It takes a special type of dog to work for a police department and a special type of officer to take on the large commitment.
“Some people think that any dog can be a good police dog, but some dogs don’t like the sound of the railroad tracks, or fireworks going off. Some dogs might bark when the doorbell rings and stuff like that. Working dogs, they can’t have those little quirks," Booth said.
Taking care of Colt is a full-time commitment for Booth. Colt isn't a piece of equipment that an officer can leave in their locker at the end of a shift. Colt goes home with Booth every night, until it's time to go back to work.
“I feed him. I walk him. I water him. A lot of long hours from early mornings before shift to late hours after shift. We have to do training every day. Just from small, little obedience things to narcotics, to tracking training every single day. At that point in time, he’s a tool. He’s a great tool, but he’s also a partner and a companion that’s going to be with me for a long time. I can’t wait to build that bond with him and do a lot of great things with him," Booth said.
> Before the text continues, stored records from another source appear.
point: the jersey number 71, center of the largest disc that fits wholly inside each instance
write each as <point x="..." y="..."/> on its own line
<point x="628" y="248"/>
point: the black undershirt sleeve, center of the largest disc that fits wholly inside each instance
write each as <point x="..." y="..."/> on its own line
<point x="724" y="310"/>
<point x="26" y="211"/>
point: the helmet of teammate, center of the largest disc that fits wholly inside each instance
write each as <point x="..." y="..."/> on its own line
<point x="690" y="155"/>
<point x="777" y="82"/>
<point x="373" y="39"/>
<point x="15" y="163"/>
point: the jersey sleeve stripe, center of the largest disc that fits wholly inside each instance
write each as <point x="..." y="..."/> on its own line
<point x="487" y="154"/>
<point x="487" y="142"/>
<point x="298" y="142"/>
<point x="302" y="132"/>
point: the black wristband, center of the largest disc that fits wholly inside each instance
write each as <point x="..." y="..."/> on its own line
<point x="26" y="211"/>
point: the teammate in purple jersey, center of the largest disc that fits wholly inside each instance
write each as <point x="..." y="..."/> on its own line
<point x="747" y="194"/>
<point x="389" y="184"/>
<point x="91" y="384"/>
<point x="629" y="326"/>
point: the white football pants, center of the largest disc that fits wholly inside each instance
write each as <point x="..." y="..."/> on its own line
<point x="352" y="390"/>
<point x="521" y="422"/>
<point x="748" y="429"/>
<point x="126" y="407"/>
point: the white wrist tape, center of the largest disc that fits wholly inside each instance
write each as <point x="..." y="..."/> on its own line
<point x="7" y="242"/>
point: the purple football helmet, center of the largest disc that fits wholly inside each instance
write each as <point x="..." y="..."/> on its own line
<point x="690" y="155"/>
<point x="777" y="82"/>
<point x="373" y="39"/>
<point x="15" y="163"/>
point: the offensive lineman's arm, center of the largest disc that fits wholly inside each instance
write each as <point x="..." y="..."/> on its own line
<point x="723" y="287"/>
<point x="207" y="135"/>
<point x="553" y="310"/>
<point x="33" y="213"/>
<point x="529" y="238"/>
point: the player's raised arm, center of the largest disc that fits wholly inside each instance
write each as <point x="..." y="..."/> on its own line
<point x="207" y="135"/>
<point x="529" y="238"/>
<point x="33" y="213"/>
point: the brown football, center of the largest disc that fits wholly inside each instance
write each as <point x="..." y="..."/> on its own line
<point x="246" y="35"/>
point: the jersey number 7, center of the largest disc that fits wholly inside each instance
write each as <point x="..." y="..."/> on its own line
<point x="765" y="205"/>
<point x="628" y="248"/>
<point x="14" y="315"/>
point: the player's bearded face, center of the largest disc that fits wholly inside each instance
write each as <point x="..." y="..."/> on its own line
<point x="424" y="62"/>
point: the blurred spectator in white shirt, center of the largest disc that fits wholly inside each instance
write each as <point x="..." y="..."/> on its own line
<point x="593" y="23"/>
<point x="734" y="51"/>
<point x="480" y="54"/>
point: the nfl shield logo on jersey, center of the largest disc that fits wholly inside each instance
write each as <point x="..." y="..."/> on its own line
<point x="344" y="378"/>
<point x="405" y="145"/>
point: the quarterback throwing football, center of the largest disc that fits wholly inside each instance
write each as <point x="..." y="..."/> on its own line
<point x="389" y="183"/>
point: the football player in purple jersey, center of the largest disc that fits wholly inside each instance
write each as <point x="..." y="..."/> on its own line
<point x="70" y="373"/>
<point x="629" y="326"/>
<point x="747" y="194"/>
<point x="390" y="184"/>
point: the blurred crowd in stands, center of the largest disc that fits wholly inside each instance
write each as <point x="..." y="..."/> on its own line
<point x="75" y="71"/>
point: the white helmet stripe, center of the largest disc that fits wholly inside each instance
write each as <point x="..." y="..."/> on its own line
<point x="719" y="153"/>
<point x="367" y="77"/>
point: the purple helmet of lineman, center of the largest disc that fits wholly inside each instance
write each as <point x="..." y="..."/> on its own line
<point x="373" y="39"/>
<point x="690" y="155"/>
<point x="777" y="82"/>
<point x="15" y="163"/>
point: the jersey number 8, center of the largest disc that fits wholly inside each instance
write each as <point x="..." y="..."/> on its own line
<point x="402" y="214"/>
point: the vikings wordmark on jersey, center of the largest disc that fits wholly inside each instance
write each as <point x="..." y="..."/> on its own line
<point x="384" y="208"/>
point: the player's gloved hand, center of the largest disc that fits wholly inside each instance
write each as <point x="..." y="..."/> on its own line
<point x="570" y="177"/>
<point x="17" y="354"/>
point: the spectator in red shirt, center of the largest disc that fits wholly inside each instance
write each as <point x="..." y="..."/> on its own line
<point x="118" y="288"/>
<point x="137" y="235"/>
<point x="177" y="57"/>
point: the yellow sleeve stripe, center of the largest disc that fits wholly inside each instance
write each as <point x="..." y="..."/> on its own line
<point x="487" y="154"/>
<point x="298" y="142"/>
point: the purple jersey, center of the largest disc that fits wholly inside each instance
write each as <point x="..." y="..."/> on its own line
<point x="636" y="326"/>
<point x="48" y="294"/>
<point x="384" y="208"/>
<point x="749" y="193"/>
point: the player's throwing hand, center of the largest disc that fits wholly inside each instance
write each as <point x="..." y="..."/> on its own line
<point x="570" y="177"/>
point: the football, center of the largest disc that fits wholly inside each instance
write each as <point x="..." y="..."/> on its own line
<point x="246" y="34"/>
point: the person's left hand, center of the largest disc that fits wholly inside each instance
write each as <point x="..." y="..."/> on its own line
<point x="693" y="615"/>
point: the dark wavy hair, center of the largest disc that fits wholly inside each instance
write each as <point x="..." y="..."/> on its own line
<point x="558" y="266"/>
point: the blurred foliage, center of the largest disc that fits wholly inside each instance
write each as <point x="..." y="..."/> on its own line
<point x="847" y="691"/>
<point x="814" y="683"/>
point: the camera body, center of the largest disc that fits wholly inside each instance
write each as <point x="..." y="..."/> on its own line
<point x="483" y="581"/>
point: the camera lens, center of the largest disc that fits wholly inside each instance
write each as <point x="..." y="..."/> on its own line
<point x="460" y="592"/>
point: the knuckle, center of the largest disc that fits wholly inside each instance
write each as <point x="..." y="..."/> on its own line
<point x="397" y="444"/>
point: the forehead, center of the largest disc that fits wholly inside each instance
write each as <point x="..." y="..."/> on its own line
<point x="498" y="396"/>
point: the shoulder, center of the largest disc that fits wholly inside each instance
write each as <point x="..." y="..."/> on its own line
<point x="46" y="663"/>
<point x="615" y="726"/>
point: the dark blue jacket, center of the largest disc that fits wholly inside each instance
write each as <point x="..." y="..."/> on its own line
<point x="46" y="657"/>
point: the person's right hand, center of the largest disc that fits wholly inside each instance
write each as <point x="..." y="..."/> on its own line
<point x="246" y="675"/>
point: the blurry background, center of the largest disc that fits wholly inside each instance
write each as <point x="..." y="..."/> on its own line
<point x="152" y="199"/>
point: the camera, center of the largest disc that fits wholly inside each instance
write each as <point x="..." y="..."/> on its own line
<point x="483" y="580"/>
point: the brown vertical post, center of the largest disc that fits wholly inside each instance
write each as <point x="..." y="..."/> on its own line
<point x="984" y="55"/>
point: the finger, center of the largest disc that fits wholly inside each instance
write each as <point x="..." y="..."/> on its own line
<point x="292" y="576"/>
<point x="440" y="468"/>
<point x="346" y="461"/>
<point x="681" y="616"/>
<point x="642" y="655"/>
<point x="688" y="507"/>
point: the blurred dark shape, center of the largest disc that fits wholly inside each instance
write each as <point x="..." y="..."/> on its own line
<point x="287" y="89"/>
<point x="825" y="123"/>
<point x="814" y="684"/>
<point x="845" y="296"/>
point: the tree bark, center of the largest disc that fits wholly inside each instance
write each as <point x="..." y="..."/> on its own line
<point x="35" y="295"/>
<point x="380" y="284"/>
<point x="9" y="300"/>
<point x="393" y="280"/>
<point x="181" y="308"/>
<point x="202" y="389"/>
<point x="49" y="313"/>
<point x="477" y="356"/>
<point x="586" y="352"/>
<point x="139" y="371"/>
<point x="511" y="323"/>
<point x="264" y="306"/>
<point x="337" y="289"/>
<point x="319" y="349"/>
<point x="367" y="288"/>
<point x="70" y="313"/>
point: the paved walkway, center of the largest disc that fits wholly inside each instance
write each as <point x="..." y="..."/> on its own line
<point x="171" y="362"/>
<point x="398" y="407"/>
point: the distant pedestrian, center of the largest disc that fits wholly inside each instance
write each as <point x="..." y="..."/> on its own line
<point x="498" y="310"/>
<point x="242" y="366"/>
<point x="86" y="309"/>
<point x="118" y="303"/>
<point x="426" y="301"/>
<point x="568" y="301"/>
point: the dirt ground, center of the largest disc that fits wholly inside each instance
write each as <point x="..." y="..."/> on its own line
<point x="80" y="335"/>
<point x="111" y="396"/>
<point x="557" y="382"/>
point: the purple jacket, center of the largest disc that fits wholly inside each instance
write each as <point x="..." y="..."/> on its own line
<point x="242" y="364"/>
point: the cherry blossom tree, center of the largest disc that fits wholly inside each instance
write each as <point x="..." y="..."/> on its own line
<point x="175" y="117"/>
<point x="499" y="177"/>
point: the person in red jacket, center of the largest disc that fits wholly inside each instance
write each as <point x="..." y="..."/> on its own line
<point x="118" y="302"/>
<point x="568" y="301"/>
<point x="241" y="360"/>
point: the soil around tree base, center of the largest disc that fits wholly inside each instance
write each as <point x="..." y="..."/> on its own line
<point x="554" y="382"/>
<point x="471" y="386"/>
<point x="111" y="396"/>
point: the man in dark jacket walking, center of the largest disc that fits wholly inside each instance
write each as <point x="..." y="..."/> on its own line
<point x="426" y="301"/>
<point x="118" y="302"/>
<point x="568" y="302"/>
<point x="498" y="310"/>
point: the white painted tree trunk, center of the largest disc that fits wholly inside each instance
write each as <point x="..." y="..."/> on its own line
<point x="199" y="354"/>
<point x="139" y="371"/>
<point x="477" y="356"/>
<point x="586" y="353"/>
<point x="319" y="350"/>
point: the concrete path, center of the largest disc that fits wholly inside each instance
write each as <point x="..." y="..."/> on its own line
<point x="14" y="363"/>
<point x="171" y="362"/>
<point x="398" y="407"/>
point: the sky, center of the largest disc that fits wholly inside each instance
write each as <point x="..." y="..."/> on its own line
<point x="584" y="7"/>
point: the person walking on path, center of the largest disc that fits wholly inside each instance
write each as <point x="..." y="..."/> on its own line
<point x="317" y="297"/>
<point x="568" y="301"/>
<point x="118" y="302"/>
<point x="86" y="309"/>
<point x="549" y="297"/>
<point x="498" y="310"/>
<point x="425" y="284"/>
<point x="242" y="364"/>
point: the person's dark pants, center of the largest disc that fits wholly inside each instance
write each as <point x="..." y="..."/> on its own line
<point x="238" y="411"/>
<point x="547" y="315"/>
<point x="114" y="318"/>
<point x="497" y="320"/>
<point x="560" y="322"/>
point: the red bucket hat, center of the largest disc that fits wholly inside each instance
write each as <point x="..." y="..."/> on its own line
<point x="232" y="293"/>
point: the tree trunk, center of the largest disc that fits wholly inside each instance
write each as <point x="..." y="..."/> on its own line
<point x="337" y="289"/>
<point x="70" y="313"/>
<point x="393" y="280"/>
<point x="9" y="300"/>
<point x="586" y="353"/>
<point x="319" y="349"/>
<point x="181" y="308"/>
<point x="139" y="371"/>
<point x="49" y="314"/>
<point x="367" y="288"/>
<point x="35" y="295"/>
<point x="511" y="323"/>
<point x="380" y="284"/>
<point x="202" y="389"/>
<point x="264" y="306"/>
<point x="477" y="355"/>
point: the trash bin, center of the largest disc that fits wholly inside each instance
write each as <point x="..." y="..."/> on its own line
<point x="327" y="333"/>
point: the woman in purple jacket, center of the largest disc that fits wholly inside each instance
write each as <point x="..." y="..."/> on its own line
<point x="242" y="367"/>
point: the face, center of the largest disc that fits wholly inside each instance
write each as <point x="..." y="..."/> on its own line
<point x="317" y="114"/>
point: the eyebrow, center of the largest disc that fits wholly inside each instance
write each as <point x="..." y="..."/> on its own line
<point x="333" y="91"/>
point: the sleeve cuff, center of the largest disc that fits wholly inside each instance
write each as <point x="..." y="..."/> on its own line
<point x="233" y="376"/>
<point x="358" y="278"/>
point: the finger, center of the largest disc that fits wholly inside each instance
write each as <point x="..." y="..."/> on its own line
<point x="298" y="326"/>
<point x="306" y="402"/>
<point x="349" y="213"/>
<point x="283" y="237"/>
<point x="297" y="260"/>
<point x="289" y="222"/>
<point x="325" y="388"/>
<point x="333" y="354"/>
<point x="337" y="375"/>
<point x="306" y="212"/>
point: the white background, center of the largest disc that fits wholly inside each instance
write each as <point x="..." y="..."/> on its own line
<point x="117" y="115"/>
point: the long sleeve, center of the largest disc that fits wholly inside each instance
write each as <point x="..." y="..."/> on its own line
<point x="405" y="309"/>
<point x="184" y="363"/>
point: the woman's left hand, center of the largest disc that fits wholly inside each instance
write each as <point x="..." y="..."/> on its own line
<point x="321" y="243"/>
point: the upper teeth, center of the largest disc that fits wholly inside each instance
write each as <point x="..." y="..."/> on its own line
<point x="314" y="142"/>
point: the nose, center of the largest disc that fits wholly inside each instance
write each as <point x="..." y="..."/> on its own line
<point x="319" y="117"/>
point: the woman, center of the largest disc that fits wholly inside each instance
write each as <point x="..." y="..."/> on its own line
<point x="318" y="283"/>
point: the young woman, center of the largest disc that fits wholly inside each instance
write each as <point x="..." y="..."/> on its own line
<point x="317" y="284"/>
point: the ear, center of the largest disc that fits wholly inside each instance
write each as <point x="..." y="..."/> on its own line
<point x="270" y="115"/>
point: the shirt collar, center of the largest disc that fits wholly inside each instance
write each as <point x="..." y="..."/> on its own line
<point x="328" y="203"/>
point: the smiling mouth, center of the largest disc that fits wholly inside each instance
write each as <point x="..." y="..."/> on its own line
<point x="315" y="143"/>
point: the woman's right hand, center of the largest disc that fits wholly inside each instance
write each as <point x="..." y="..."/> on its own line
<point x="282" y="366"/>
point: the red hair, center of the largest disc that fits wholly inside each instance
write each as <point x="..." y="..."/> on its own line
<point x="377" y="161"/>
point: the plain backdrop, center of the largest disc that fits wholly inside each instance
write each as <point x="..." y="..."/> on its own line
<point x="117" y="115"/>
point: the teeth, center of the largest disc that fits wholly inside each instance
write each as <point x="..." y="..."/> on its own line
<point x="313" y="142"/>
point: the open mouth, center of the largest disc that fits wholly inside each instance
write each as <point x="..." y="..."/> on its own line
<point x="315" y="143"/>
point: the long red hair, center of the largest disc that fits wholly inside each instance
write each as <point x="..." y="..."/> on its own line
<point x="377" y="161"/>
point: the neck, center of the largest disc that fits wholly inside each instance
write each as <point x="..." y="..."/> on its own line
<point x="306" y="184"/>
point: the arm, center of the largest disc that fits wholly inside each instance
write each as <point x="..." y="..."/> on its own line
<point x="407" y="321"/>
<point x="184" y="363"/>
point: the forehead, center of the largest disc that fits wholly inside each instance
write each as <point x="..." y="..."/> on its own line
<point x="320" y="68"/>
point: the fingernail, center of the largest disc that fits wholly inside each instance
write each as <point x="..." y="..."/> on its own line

Booth and Colt are on call 24/7, 365 days per year. They could get a call at any time to help search for drugs or find a missing person for other Laurel officers. They could also be called to help out in surrounding counties, Booth said.
"Having me and Colt, we’re a tool that’s there 24/7 that can be called anytime to come help and be an asset to someone’s family that might be in need," Booth said.
Booth said he grew up with English bulldogs, a breed with a completely different personality than Colt.
"My dogs at home were pretty lazy and liked to sleep and hang out and cuddle on the couch. Now with Colt, he’s the complete opposite of that. He likes to go, go, go all the time and likes playing fetch, likes playing ball, likes going around cars and meeting people. He loves doing his thing. Meeting new people and working, that’s what he loves to do," Booth said.
Specific information for a community meet-and-greet day for people to say hello to Colt will be announced later this week, Langve said. The event will likely take place in Riverside Park in Laurel on the first or second weekend of May, Langve said. Keep an eye on the Laurel city web site or the police department's Facebook page for the announcement.
"Having this K9, people know that, oh okay, Laurel has a K9 and that starts cutting down on petty crime such as thefts, burglaries, assaults. Just having this tool in the community just really helps the community as a whole. Not just with the drug problem, but with everything else,” Booth said.